A. Definisi Historiografi
Dari sudut
etimologis, historiografi semula berasal dari bahasa Yunani, yaitu historia dan grafein. Historia berarti penyelidikan tentang gejala alam fisik, sedangkan
kata grafein berarti gambaran,
lukisan, tulisan atau uraian (discription).
Dengan demikian, secara harafiah, historiografi dapat diartikan sebagai
suatu usaha mengenai penelitian ilmiah yang cenderung menjurus pada tindakan
manusia di masa lampau. Historiografi
dapat juga diartikan sebagai rekonstrukti yang imajinatif daripada masa lampau
berdasarkan data yang diperoleh dengan menempuh proses.

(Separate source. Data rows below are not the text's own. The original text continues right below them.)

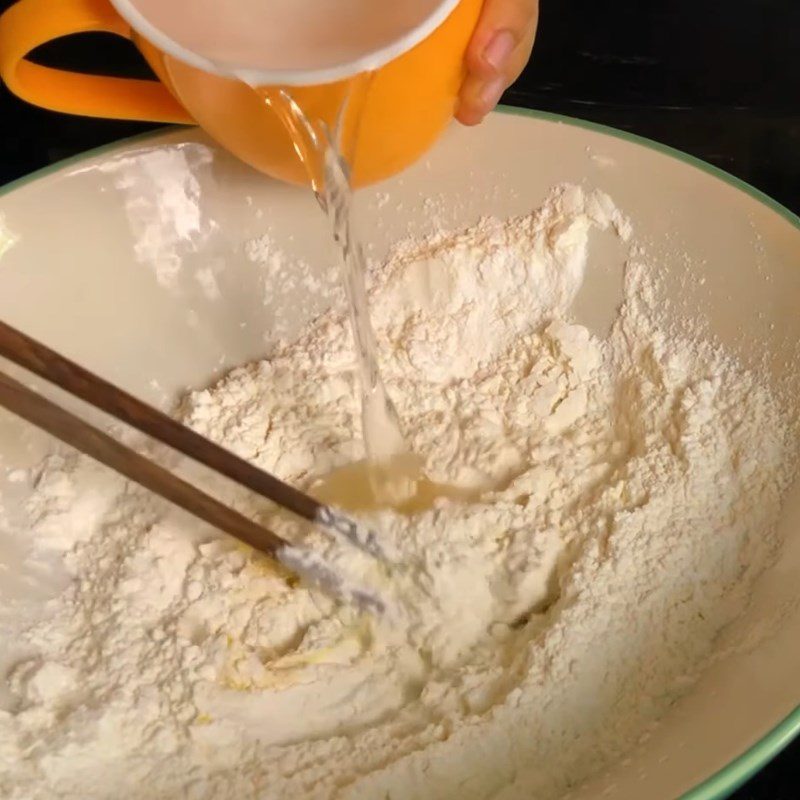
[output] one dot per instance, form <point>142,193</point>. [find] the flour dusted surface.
<point>629,489</point>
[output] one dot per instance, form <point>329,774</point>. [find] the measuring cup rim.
<point>290,77</point>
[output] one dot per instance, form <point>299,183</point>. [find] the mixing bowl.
<point>107,258</point>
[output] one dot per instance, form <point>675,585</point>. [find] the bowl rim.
<point>739,770</point>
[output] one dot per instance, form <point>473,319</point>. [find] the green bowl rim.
<point>724,782</point>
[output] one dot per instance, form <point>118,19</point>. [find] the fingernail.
<point>492,92</point>
<point>499,49</point>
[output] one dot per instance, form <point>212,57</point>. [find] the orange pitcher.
<point>207,66</point>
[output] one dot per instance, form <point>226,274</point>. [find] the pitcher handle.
<point>30,23</point>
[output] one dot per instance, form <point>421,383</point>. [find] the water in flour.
<point>633,482</point>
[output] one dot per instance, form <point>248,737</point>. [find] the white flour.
<point>630,492</point>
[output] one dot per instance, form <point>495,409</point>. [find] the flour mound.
<point>627,491</point>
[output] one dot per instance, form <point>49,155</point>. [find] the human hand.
<point>497,54</point>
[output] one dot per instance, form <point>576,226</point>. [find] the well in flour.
<point>625,493</point>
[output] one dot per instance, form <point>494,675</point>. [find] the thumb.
<point>497,54</point>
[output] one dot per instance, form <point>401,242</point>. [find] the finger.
<point>497,54</point>
<point>503,38</point>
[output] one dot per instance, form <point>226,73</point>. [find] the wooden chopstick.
<point>74,431</point>
<point>78,381</point>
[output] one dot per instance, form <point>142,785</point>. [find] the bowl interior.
<point>138,262</point>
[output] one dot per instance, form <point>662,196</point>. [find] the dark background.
<point>720,80</point>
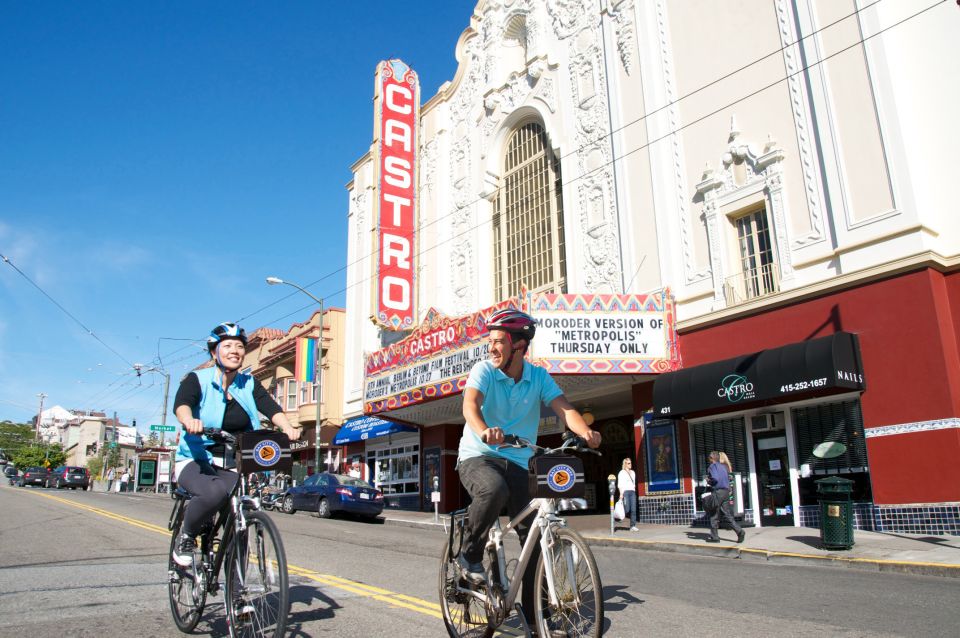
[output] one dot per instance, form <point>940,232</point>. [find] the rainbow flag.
<point>306,361</point>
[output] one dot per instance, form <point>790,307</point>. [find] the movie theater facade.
<point>793,248</point>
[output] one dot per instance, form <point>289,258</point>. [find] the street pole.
<point>40,414</point>
<point>318,374</point>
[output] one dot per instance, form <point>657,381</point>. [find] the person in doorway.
<point>218,397</point>
<point>627,484</point>
<point>719,479</point>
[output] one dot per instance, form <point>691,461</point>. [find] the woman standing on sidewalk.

Historigrafi terbentuk dari dua akar
kata yaitu history (sejarah) dan graph (tulisan). Jadi
historiografi artinya adalah tulisan sejarah, baik itu yang bersifat ilmiah (problem
oriented) maupun yang tidak bersifat ilmiah (no problem oriented). Problem
oriented artinya karya sejarah ditulis bersifat ilmiah dan berorientasi
kepada pemecahan masalah (problem solving), yang tentu saja penulisannya
menggunakan seperangkat metode penelitian. Sedangkan yang dimaksud dengan no
problem oriented adalah karya tulis sejarah yang ditulis tidak berorientasi
kepada pemecahan masalah dan ditulis secara naratif, dan tidak menggunakan
metode penelitian .
B. Historiografi Tradisional
Historiografi tradisional adalah
tradisi penulisan sejarah yang berlaku pada masa setelah masyarakat Indonesia
mengenal tulisan, baik pada zaman Hindu-Budha maupun pada zaman Islam. Hasil
tulisan sejarah dari masa ini sering disebut sebagai naskah. Dalam historiografi
tradisional, penulisannya tidak bertujuan untuk mengungkap fakta dan kebenaran
sejarah. Historiografi tradisional didominasi oleh lingkungan keraton. Para
Raja mempunyai kepentingan untuk melegitimasi kekuasaan dan mewariskannya
kepada generasi berikutnya.
Historiografi tradisional bersifat
etnosentris (kedaerahan), istanasentris (lingkungan keraton), dan
magis religius (dilandasi unsur magis dan kepercayaan). Oleh karena
itu, hasil historiografi tradisional selain dalam bentuk sejarah ada pula dalam
bentuk sastra, babad, kronik, dan lain sebagainya. Dalam
historiografi tradisional, tokoh sejarahnya sering dihubungkan
dengan tokoh populer zaman dahulu. Bahkan, dengan tokoh
yang ada dalam mitos maupun legenda sekalipun. Hal ini
dimaksudkan untuk mengukuhkan dan melegitimasi kekuasaan. Contohnya, dalam kitab
Negarakertagama, Ken Arok (Raja Singhasari pertama)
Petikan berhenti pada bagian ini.